Zwar legen weder § 15 Abs. 3 TzBfG noch Art. 8 Abs. 2 EU-RL 2019/1152 ein starres Verhältnis von Gesamtbefristung zu der Dauer einer Probezeit fest. Die Dauer der Probezeit richte sich nach dem im Einzelfall bestehenden Zweck der Probezeit zur Überprüfung des Arbeitnehmers. Das LAG führte jedoch an, dass auch allgemeine Quoren gebildet werden können, wonach eine Probezeit regelmäßig angemessen sei, wenn sie bei einer insgesamt einjähriger Befristung weniger als 25 % der Laufzeit ausmache. In begründeten Ausnahmefällen könne eine längere Probezeit vereinbart werden, wenn der Verwender darlege, dass die Erprobung des Arbeitnehmers in dem konkreten Einzelfall länger dauern müsse, um dem Überprüfungszweck der Probezeit noch gerecht zu werden. Dies sei der Arbeitgeberin nach Ansicht des LAG nicht gelungen. Die Probezeit betrug vorliegend ein Drittel der Gesamtdauer der Befristung, ohne dass besondere Erfordernisse hierfür ersichtlich waren.
Ungeachtet der Unwirksamkeit der Probezeitregelung war die Befristung des Arbeitsverhältnisses im Übrigen wirksam und aufgrund der Vereinbarung einer ordentlichen Kündigungsfrist auch in der Befristung ordentlich kündbar.
Das Gericht nahm für die Auslegung des Kündigungstermins gem. § 306 Abs. 2 BGB einen Rückgriff auf die Regelung des § 622 Abs. 1 BGB vor. Die Nichtigkeit der Probezeitregelung hatte nach Auffassung des LAG zur Folge, dass für die ausgesprochene Kündigung auch die für die Probezeit geltende zweiwöchige gesetzliche Kündigungsfrist gem. § 622 Abs. 3 BGB nicht anwendbar ist. Die gem. § 1 Abs. 1 KSchG für die Erlangung des Kündigungsschutzes erforderliche sechsmonatige Wartezeit, welche von der vertraglichen Probezeitregelung zu unterscheiden ist, war jedoch noch nicht verstrichen. Das LAG sah auch keinen Willen des europäischen Normengebers, mit Art. 8 Abs. 2 EU-RL 2019/1152 eine Vorverlegung des Kündigungsschutzes gemäß § 1 Abs. 1 KSchG anzustreben. Somit war die Kündigung letztendlich wirksam.

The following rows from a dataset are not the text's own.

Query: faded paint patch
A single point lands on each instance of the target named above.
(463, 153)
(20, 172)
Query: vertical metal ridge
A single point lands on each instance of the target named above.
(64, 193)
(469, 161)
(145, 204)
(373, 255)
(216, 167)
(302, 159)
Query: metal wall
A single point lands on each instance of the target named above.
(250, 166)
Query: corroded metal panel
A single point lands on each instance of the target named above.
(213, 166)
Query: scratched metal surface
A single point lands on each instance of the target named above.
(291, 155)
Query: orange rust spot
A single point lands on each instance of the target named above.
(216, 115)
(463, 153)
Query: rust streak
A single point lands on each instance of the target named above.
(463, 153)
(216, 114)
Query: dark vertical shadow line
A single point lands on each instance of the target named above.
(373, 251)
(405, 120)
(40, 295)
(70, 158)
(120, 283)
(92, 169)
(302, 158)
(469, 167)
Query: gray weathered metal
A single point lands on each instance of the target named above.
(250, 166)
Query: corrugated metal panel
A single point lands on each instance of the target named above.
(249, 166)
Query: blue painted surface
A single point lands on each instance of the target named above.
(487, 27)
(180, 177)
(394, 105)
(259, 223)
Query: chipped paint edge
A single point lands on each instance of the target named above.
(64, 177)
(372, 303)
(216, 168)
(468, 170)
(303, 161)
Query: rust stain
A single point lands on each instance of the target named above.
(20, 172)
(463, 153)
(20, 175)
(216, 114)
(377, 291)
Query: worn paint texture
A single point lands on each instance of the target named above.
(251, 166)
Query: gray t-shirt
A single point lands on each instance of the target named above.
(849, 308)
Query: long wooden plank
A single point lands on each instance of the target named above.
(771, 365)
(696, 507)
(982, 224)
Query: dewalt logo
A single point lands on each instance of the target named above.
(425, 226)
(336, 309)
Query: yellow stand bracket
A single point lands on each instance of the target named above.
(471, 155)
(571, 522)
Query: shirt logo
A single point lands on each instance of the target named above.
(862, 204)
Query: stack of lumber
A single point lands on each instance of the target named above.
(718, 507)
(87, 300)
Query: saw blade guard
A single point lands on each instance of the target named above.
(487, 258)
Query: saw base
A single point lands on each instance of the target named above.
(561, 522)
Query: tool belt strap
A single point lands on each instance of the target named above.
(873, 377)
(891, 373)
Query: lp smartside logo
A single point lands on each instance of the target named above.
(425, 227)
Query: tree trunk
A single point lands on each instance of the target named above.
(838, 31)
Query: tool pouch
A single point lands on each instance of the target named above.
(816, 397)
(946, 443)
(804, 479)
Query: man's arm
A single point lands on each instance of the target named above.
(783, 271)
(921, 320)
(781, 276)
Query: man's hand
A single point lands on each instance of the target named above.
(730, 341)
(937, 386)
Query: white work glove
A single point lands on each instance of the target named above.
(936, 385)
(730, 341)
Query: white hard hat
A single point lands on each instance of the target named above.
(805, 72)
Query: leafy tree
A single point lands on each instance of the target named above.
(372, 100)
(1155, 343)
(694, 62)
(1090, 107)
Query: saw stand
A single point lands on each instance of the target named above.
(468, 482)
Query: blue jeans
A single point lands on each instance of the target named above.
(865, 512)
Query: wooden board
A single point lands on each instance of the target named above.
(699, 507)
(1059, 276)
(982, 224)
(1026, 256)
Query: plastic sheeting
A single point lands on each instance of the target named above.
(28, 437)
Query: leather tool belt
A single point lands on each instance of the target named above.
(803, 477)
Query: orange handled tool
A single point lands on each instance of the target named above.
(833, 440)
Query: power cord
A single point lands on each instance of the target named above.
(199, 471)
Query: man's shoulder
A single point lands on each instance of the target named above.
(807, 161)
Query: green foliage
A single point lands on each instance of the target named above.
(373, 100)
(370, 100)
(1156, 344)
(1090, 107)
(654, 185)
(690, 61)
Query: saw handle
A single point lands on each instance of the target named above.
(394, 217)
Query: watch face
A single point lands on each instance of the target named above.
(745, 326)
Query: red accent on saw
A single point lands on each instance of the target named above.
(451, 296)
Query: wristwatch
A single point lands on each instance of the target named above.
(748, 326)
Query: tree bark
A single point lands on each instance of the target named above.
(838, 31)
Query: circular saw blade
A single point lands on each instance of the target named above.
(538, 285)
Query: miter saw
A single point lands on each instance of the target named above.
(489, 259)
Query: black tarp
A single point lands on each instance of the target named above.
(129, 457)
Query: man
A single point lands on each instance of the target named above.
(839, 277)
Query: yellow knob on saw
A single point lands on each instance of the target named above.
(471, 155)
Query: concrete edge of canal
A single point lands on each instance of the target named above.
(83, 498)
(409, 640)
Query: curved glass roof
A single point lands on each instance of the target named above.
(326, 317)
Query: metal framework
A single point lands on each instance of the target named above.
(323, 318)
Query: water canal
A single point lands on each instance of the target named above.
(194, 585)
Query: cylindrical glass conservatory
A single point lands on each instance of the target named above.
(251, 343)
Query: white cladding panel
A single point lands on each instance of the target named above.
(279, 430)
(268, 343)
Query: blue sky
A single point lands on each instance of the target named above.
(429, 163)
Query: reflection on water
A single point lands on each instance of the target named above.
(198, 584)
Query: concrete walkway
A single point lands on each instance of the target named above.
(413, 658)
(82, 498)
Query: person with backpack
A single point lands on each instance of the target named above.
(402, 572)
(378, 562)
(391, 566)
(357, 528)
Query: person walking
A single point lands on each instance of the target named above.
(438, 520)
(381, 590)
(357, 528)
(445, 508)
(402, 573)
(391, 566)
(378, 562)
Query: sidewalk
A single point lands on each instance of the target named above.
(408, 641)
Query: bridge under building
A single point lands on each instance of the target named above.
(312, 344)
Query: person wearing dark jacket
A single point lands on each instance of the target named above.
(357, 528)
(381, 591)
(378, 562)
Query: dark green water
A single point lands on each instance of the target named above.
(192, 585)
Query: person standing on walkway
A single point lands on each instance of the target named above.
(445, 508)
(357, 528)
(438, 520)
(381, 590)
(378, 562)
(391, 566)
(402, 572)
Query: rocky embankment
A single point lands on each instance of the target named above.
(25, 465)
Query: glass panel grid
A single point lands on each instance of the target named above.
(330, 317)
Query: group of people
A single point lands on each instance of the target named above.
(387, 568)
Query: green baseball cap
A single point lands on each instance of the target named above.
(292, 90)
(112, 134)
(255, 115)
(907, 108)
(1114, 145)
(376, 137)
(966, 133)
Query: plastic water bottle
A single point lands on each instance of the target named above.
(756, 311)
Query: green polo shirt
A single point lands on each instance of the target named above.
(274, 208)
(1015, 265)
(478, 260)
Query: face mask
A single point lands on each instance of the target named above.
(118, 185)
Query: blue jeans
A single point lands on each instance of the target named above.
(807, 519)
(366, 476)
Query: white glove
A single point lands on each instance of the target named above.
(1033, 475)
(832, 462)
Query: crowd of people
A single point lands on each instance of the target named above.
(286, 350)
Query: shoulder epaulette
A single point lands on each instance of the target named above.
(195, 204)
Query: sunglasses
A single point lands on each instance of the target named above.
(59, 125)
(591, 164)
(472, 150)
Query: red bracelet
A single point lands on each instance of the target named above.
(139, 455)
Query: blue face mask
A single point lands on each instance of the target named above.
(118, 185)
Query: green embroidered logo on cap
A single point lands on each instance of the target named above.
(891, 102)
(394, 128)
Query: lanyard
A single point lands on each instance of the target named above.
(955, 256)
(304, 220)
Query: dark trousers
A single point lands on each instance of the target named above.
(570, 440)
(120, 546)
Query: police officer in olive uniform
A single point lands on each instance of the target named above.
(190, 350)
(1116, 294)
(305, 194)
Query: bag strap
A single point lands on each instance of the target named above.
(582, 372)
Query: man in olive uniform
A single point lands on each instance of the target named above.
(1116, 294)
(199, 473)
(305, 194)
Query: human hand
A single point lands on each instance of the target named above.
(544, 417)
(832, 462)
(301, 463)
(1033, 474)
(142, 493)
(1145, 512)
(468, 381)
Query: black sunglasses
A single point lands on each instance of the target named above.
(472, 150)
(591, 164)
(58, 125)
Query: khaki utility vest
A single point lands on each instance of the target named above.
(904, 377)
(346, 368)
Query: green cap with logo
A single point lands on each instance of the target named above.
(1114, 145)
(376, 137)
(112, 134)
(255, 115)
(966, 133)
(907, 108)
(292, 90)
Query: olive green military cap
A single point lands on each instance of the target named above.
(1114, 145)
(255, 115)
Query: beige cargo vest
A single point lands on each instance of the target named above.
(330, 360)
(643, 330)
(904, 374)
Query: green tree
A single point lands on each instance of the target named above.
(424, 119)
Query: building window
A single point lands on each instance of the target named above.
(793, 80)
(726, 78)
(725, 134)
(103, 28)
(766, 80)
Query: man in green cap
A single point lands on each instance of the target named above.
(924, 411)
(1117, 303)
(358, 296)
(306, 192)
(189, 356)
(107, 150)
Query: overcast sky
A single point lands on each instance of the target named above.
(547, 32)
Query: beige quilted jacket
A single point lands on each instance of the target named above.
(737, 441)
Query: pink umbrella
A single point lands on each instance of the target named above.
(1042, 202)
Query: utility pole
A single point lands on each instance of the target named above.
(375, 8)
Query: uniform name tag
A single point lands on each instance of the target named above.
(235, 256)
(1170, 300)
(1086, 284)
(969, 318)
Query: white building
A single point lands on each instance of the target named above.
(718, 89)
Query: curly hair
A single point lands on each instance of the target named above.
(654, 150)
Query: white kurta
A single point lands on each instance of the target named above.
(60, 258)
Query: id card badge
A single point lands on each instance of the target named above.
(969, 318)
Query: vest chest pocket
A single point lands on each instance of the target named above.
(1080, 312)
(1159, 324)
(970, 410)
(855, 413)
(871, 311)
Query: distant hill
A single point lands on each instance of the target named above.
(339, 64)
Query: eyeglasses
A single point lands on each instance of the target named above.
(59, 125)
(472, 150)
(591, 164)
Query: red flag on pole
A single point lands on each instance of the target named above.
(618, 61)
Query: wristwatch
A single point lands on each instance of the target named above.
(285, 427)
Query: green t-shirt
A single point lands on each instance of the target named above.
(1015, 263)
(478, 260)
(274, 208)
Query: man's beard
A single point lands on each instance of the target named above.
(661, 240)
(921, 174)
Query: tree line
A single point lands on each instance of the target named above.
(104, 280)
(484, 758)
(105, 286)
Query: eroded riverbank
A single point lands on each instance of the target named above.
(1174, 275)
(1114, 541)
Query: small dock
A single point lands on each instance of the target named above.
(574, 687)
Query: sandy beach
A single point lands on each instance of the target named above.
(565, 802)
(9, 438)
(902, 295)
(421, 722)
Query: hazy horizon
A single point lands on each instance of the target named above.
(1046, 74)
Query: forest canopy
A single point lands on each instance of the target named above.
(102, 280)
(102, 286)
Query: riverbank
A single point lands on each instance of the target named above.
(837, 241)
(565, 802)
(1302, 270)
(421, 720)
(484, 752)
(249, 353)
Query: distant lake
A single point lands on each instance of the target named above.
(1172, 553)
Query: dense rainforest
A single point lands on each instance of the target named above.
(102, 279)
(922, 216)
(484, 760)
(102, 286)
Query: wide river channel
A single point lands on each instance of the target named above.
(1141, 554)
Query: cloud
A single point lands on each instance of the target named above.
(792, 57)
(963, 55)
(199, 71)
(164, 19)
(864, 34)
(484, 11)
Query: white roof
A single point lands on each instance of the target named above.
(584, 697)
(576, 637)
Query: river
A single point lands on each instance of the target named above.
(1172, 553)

Ausblick und Praxishinweis
Die Frage nach der angemessenen Dauer einer Probezeit wurde von Arbeitsgerichten bislang nicht einheitlich beantwortet. So hielt etwa das LAG Schleswig-Holstein mit seinem Urteil vom 18.10.2023 (Az.: 3 Sa 81/23) im letzten Jahr pauschal eine Probezeit für angemessen, welche die Hälfte der Befristungsdauer (also das Doppelte der hier vertretenen 25%) ausmacht. Die bestehende Rechtsunsicherheit dürfte jedoch bald beseitigt werden: In beiden Verfahren wurde die Revision zum Bundesarbeitsgericht (BAG) zugelassen, welche in beiden Verfahren eingelegt wurde und gegenwärtig auf die eine Entscheidung warte. Das oben diskutierte Urteil zeigt jedoch, dass es Arbeitgebern bis dahin geraten sei, zur Sicherheit eine kürzere Probezeit von lediglich 25% der Gesamtbefristungsdauer zu vereinbaren, es sei denn, eine längere Erprobungsphase lässt sich nachvollziehbar begründen.